I have the function $2x^2+y$ and one constraint $x-y^2=1$ and want to find maximum value by lagrange multiplier. Intuitively, I see the point $(2,1)$ satisfies $c$ and have value of $f(2,1)=9$.
Using Lagrange function $f(z)-\lambda c(z)$, I get $\lambda^3-4\lambda^2-1$ thus $\lambda=4.06$. However, when plug this into the derivatives of $x$ and $y$ I got different values in particular $x=\frac{4.06}{4}=1.015$ which is much lower than $2$. Am I missing something here?
Note that your function is unbounded. Your constraint gives $x = 1+y^2$, and plugging this into the objective, you get $2\,(1+y^2)^2 + y$. Now, it is easy to see, that this can attain arbitrary large values. This means that your problem has no global maximum, but it may have a local one.
Further, since the gradient of your constraint is $(1, -2\,y)$, the LICQ is satisfied at every feasible point. This means that every local extremum (may it be a maximum or a minimum) can be found by the Lagrange multiplier method.
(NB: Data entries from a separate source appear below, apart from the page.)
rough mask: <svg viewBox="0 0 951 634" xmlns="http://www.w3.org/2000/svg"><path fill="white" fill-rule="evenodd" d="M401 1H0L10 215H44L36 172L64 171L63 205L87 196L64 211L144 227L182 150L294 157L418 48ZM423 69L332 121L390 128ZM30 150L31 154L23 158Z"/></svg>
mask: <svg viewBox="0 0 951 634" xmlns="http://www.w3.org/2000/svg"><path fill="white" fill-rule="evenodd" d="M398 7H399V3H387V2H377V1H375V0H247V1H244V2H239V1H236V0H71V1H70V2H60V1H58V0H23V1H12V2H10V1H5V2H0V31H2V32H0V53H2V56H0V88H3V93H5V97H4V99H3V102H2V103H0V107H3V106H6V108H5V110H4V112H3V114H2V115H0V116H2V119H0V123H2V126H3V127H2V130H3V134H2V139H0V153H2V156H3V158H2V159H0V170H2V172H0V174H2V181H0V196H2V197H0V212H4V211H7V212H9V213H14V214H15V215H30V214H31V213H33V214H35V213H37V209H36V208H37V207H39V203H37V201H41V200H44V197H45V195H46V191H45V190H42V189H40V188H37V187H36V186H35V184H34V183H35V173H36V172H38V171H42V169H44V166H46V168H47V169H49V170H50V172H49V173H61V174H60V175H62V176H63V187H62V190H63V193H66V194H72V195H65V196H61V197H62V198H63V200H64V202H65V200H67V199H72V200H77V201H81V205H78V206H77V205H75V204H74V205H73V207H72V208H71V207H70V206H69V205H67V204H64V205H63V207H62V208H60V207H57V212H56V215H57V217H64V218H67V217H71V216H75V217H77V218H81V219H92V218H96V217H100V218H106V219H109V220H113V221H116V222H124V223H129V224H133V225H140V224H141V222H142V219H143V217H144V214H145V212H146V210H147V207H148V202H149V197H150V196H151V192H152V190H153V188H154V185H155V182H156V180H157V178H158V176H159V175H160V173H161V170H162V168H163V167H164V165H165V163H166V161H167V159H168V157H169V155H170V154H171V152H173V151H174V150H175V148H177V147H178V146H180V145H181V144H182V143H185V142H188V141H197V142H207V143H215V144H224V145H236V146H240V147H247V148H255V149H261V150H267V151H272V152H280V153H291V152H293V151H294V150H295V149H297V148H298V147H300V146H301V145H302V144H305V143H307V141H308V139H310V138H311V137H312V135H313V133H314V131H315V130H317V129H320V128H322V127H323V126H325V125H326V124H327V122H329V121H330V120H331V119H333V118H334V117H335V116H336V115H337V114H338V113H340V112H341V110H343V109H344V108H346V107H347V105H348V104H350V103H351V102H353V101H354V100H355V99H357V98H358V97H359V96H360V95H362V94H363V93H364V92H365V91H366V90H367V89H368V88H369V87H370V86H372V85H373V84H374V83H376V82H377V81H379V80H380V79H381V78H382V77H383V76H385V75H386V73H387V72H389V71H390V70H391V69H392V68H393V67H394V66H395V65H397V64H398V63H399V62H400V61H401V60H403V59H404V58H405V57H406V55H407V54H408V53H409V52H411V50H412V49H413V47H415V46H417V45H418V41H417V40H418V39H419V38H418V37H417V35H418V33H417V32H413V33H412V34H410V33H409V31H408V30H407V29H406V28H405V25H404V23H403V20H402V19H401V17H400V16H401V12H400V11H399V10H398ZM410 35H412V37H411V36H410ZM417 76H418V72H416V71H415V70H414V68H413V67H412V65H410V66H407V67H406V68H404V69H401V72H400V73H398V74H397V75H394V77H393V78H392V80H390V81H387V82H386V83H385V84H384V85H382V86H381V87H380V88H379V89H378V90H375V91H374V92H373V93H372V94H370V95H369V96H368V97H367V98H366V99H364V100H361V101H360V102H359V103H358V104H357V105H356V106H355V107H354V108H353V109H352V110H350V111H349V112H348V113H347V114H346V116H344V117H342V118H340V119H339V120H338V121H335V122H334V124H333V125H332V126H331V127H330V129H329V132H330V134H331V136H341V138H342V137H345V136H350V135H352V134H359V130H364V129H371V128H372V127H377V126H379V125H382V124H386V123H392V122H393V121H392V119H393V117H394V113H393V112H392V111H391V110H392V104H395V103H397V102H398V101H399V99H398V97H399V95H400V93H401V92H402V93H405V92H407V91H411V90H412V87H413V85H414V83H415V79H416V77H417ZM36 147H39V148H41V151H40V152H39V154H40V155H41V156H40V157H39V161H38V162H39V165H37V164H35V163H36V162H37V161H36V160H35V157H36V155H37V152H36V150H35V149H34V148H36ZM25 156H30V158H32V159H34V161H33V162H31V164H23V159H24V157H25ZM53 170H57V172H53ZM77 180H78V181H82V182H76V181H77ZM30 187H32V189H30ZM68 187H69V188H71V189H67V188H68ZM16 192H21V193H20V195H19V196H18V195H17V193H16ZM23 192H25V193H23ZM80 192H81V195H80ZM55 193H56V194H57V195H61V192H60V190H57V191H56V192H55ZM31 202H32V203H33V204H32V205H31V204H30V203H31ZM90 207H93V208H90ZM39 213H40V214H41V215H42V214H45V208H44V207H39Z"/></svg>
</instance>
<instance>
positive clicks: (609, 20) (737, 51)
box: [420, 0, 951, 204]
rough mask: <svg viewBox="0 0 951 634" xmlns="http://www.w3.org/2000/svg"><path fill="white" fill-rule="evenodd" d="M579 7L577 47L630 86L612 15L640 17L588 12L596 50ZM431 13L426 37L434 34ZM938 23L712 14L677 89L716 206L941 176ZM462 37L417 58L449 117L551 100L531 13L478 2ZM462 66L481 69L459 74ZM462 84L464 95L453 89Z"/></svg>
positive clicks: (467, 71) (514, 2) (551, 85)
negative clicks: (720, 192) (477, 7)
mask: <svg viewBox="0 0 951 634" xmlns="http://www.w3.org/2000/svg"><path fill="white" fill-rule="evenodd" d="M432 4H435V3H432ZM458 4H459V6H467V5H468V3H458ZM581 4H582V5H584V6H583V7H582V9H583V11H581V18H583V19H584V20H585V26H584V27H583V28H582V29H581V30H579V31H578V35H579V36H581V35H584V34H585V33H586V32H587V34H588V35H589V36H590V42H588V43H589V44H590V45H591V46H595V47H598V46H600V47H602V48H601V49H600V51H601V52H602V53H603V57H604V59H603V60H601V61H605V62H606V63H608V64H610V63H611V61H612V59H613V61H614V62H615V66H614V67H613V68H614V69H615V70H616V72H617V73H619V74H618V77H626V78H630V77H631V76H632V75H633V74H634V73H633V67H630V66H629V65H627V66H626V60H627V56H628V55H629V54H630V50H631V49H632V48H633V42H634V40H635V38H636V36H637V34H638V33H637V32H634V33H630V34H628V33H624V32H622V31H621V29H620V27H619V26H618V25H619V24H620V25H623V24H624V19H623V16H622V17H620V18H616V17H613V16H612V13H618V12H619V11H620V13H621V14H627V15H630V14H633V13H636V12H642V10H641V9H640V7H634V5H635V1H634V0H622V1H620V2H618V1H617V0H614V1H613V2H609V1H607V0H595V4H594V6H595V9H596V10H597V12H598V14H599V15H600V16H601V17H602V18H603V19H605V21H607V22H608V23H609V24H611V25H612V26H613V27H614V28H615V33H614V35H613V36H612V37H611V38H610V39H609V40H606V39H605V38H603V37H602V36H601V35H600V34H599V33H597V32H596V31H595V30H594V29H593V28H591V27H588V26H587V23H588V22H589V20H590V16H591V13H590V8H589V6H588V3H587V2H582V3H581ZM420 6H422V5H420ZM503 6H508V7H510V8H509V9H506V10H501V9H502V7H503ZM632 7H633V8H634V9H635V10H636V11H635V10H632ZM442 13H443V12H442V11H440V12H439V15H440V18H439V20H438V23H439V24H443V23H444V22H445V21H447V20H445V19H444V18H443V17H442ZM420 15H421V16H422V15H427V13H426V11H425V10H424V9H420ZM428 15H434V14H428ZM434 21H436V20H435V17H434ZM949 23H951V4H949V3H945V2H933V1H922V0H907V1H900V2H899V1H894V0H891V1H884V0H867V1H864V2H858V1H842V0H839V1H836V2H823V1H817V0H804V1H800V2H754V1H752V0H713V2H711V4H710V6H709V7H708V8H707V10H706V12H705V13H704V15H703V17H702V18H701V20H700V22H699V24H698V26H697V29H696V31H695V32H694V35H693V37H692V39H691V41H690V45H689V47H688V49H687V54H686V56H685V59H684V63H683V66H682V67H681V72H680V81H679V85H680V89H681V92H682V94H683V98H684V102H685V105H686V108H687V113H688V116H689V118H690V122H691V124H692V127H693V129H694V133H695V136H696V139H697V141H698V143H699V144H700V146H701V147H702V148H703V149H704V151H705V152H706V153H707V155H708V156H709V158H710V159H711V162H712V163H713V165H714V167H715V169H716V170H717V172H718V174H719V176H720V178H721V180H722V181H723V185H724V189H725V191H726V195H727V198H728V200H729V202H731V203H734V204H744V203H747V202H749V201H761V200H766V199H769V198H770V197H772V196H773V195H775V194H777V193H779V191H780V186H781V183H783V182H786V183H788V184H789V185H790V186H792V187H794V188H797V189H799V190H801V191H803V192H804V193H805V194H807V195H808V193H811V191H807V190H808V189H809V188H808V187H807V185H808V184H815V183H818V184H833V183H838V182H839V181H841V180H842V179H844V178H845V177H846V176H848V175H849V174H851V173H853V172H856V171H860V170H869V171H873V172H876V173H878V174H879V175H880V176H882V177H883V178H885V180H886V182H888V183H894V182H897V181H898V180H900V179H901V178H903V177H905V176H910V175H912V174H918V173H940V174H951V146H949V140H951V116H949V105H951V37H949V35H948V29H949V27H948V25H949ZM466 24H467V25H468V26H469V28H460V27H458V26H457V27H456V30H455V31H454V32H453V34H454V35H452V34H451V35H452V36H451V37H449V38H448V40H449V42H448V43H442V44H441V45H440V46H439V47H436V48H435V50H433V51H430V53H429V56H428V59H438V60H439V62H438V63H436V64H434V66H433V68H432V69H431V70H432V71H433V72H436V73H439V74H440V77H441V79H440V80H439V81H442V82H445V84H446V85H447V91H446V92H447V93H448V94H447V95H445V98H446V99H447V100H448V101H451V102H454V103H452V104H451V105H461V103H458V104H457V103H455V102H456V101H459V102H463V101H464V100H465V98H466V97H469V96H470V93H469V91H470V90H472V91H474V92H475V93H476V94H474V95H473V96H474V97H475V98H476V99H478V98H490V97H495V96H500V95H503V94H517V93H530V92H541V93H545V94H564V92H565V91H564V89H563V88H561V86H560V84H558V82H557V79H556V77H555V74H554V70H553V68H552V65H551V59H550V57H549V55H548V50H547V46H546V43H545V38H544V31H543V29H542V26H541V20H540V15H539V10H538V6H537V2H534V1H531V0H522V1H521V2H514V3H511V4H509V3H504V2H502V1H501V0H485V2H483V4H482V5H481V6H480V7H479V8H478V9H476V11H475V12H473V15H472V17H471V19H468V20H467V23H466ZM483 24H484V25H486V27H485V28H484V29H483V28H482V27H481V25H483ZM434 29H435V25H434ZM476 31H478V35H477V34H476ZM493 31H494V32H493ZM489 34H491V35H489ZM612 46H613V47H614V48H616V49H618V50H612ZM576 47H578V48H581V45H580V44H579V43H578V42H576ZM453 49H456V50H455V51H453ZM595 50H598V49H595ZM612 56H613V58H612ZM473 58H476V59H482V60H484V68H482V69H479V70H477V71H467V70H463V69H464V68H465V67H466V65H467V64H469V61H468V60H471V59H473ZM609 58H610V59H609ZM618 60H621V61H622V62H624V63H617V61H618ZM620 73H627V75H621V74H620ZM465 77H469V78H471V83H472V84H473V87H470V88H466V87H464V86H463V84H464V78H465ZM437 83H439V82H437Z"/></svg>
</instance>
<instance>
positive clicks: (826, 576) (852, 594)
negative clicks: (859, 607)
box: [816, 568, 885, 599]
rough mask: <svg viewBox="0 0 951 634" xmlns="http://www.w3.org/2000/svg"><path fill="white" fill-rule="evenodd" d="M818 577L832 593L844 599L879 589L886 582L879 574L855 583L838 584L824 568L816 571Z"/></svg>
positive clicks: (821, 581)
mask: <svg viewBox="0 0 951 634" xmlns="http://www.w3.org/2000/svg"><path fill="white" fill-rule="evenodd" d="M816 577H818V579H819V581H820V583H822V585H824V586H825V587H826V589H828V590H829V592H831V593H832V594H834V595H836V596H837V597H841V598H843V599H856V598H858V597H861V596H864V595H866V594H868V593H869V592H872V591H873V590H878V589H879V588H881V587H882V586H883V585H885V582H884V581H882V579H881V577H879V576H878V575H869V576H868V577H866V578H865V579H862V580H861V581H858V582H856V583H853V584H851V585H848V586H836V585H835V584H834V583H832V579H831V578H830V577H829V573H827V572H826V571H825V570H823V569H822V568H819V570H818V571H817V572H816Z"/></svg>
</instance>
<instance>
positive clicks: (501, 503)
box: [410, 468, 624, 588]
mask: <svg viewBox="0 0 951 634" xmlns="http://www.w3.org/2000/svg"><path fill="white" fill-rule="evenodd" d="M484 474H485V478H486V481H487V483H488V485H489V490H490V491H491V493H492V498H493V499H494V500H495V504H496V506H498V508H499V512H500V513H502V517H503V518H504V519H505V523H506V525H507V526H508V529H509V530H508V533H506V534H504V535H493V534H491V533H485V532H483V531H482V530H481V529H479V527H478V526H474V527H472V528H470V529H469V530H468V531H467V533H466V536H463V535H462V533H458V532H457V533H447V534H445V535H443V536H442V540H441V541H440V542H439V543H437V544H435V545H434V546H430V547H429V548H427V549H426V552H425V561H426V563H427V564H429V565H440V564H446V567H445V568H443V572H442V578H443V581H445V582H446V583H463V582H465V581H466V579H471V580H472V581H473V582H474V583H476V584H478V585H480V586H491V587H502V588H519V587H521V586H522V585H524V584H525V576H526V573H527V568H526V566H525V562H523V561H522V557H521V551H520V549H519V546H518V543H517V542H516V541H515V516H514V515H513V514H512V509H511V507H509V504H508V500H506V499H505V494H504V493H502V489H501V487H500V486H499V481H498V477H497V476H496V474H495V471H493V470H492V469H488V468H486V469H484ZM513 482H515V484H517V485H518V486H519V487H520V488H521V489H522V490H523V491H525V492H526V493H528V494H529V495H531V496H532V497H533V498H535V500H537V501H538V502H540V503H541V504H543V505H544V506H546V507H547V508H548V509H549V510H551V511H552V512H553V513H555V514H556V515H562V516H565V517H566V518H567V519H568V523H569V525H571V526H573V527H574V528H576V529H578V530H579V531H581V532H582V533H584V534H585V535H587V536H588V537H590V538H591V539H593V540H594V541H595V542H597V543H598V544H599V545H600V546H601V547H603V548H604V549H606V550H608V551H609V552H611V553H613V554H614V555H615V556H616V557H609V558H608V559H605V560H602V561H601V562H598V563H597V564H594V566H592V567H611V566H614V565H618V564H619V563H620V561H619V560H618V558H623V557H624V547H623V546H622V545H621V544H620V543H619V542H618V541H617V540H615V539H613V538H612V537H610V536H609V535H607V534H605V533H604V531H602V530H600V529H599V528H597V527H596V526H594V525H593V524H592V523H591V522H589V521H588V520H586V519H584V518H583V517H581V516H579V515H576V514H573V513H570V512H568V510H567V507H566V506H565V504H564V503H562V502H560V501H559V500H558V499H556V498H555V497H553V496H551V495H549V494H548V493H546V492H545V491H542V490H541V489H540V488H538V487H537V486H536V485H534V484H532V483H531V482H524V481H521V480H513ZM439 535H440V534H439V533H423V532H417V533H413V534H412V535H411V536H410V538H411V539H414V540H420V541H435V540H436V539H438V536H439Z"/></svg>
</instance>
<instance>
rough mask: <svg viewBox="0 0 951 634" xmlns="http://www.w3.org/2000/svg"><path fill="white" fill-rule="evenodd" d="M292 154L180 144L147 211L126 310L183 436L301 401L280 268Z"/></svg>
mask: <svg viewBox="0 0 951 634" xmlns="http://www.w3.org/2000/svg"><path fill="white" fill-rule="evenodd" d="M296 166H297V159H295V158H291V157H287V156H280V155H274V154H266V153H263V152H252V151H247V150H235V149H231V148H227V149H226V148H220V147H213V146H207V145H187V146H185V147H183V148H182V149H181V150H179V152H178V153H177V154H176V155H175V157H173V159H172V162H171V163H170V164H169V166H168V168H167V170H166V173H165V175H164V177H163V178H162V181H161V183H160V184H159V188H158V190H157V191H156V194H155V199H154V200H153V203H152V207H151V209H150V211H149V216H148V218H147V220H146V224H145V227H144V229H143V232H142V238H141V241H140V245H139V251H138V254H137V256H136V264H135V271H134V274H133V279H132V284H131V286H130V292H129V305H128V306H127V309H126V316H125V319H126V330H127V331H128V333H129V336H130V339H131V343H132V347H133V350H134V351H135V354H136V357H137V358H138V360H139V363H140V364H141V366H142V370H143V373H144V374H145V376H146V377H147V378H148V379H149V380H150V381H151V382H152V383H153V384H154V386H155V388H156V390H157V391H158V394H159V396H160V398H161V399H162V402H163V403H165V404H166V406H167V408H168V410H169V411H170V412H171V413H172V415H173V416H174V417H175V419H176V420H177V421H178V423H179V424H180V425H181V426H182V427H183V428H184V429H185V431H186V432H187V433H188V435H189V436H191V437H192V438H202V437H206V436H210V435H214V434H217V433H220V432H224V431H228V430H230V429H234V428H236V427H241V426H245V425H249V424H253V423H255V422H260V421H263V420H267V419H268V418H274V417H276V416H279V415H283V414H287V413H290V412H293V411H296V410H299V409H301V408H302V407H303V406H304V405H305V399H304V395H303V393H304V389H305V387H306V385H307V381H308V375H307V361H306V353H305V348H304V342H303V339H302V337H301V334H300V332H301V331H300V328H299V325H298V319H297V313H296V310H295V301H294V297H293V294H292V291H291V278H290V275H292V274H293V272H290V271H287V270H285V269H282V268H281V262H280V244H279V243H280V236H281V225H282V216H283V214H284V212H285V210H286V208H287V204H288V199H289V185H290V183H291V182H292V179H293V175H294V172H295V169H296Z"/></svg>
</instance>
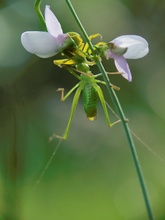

As you already found, there is only one solution to Lagrange's method. Moreover, it is easy to see that this is a local minimum (consider, e.g., the second derivative of the reduced objective $2\,(1+y^2)^2+y$ which is positive for $y = -0.123$.
Putting everything together, we find that your problem has no local maximum (and no global one).